Linux live kernel patching

tanked · Mar 4, 2015

http://www.zdnet.com/article/no-reboot-patching-comes-to-linux-4-0/

Is something like this being worked on for FreeBSD? Do we event want something like this i.e. is it an attack vector?

Cthulhux · Mar 4, 2015

Yes, it is; but, even worse, it's a potential crash vector. Would you replace your car's motor while driving on the highway?

gkontos · Mar 4, 2015

Cthulhux said:
Yes, it is; but, even worse, it's a potential crash vector. Would you replace your car's motor while driving on the highway?

No, but fighter jets get refueled while flying all the time so, your example is not very good....

Cthulhux · Mar 4, 2015

Refueled but not equipped with a new engine. A kernel roughly equals the engine, not its fuel (the userland; which works on the fly indeed).

roddierod · Mar 4, 2015

OpenVMS/VMS used to do this and it was known for it's stability. Not say the Linux method is going to be rock solid or anything, just that if engineered correctly and implemented properly it can be done. But then again I don't think this is being engineered by DEC engineers.

gkontos · Mar 4, 2015

Live patching is really something interesting in general. I would really love to see some of my FreeBSD machines having good uptimes. Right now, the only reason why I need to reboot them is only for applying KERNEL patches or system upgrades.

John Call · Mar 5, 2015

gkontos said:
Live patching is really something interesting in general. I would really love to see some of my FreeBSD machines having good uptimes. Right now, the only reason why I need to reboot them is only for applying KERNEL patches or system upgrades.

Hmm.

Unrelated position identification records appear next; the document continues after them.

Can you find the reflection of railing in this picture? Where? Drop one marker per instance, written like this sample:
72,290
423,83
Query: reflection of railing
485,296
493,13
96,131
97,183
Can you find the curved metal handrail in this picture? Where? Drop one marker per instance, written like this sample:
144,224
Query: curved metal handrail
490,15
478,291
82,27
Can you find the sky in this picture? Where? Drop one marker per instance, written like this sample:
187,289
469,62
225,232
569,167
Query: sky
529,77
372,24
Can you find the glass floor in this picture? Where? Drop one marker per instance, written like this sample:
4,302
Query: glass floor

I turn off my computers when I don't need them, but only the PCs. Are you talking about mission-critical servers? Because otherwise, long uptime is just a waste of electricity for no added benefit, assuming you do not use your desktop 24/7.

gkontos · Mar 5, 2015

John Call said:
Hmm. I turn off my computers when I don't need them, but only the PCs. Are you talking about mission-critical servers? Because otherwise, long uptime is just a waste of electricity for no added benefit, assuming you do not use your desktop 24/7.

Welcome, you are a new member so I am not going to have you for dinner, yet...

I am referring to servers.

protocelt · Mar 5, 2015

I would love to see this in FreeBSD as well for both server and desktop systems.

gkontos · Mar 5, 2015

protocelt said:
I would love to see this in FreeBSD as well for both server and desktop systems.

KERNEL patching applies the same to both servers and desktops.

protocelt · Mar 5, 2015

gkontos said:
KERNEL patching applies the same to both servers and desktops.

I realize that. I suppose I should have worded my reply better, my bad. I personally feel it would be useful for both server and desktop systems.

NewGuy · Mar 6, 2015

I would like to see live patching for FreeBSD kernels. Updating kernels for security patches is about the only reason I reboot my FreeBSD system. Since the servers get scheduled reboots on a regular basis (perhaps once per quarter) it would be nice to be able to live patch the kernel and put off a reboot until the scheduled maintenance window. The current approach, rebooting to apply kernel security updates, interferes with the regular schedule.

It's not a huge issue, but live patching would provide a nice feature, one added convenience.

ANOKNUSA · Mar 6, 2015

How would this even work on FreeBSD? Wouldn't it require a different approach to how the kernel is integrated into the base system? I confess I don't know enough about the internals of the system to really say, but it seems dubious. In any case, I've never understood what drives people to undertake the Quest for Infinite Uptime, that mythical artifact that drives people to make statements like this:

ZDNet Article said:
With Linux 4.0, you may never need to reboot your operating system again.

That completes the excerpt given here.